Gesundheit
Hygiene-Experten testen am Montag neue Filter bei Tönnies

Gütersloh (dpa/lnw) - Am Montag sollen Hygiene-Experten der Uni Bonn die neue Filtertechnik im Schlachtbetrieb Tönnies unter die Lupe nehmen. Geplant ist, dass die Filter in der Lüftungsanlage am Wochenende eingebaut werden. «Die Wissenschaftler werden dann mit Rauch testen, ob die Umluft-Anlage wie gewünscht funktioniert», sagte Tönnies-Sprecher André Vielstädte am Freitag der Deutschen Presse-Agentur. Begleitet wird der Test von den Behörden.

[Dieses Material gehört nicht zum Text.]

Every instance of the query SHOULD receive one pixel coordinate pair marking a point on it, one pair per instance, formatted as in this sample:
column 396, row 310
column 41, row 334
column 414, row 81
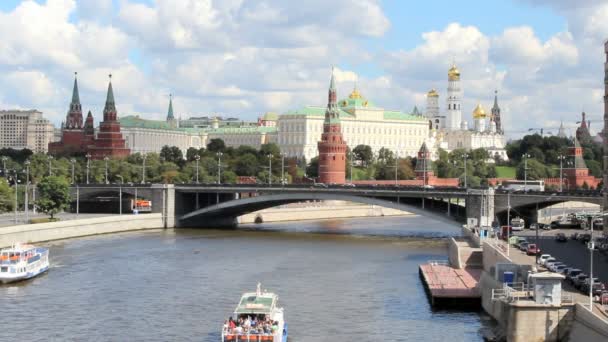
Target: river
column 338, row 280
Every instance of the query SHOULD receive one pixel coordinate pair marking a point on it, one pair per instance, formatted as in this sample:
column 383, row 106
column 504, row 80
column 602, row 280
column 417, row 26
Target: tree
column 312, row 170
column 216, row 145
column 247, row 165
column 6, row 201
column 54, row 195
column 270, row 148
column 364, row 154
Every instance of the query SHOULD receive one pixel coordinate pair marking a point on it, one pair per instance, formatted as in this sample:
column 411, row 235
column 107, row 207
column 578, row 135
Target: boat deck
column 444, row 282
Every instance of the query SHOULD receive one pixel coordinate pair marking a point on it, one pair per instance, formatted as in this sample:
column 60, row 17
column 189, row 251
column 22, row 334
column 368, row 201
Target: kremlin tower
column 109, row 141
column 72, row 131
column 332, row 148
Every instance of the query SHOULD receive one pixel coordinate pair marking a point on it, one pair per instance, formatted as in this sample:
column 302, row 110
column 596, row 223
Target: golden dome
column 355, row 94
column 479, row 112
column 453, row 73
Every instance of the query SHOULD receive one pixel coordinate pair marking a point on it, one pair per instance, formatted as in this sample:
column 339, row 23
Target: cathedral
column 449, row 131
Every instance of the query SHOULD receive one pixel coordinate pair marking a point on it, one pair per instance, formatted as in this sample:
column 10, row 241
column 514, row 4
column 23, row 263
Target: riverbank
column 318, row 211
column 41, row 232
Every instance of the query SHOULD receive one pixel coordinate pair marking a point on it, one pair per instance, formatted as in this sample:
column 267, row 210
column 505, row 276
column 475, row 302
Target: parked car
column 553, row 267
column 597, row 285
column 532, row 249
column 549, row 261
column 579, row 280
column 572, row 273
column 560, row 268
column 543, row 258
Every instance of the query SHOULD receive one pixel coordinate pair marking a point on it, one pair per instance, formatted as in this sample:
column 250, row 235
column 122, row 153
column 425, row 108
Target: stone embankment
column 76, row 228
column 318, row 211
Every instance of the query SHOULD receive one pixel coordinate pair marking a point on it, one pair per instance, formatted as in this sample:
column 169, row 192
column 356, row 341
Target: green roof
column 398, row 115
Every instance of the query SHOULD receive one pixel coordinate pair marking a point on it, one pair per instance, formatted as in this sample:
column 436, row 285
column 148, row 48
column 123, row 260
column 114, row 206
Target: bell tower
column 332, row 148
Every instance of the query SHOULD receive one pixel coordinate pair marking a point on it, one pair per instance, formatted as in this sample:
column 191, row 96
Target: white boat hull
column 11, row 278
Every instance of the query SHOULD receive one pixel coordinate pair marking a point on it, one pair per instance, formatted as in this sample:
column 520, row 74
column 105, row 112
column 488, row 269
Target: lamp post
column 88, row 165
column 27, row 185
column 396, row 167
column 120, row 194
column 219, row 168
column 269, row 168
column 465, row 156
column 561, row 168
column 4, row 159
column 525, row 157
column 197, row 158
column 143, row 169
column 50, row 165
column 16, row 195
column 105, row 159
column 72, row 161
column 351, row 167
column 282, row 169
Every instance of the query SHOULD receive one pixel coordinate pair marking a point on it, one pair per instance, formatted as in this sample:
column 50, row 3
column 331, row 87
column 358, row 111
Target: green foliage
column 53, row 195
column 363, row 154
column 7, row 199
column 216, row 145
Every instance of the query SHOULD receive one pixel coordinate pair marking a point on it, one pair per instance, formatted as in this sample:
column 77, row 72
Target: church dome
column 479, row 112
column 453, row 73
column 270, row 116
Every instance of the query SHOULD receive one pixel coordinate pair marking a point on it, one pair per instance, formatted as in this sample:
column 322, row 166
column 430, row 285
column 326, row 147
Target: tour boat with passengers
column 22, row 261
column 257, row 318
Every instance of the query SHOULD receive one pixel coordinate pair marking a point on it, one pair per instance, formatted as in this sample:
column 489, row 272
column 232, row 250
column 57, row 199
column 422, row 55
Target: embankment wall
column 76, row 228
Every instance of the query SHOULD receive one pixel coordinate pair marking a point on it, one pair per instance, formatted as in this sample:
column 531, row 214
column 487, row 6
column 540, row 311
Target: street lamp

Freitag, 10.07.2020, 13:03 Uhr aktualisiert: 10.07.2020, 13:12 Uhr
Auf dem Dach des Werksgeländes steht das Logo der Firma Tönnies in Form von zwei Kühen und einem Schwein.
Auf dem Dach des Werksgeländes steht das Logo der Firma Tönnies in Form von zwei Kühen und einem Schwein. Foto: Guido Kirchner

Nach dem Nachweis von massenhaften Corona-Infektionen bei Mitarbeitern von Tönnies am Stammsitz in Rheda-Wiedenbrück hatte eine erste Analyse den Verdacht auf die Umluftanlage gelenkt. Mit deren Hilfe wird die Atemluft der in der Zerlegung körperlich hart arbeitenden Mitarbeiter auf 6 bis 10 Grad gekühlt, um die Lebensmittel zu schützen. Die gekühlte Luft wurde dann bislang ohne Filter zurück in die Halle geführt. Der Bonner Wissenschaftler Martin Exner hatte nach einer ersten Analyse die Luftumwälzung im Werk als möglichen Faktor für die Virusausbreitung benannt.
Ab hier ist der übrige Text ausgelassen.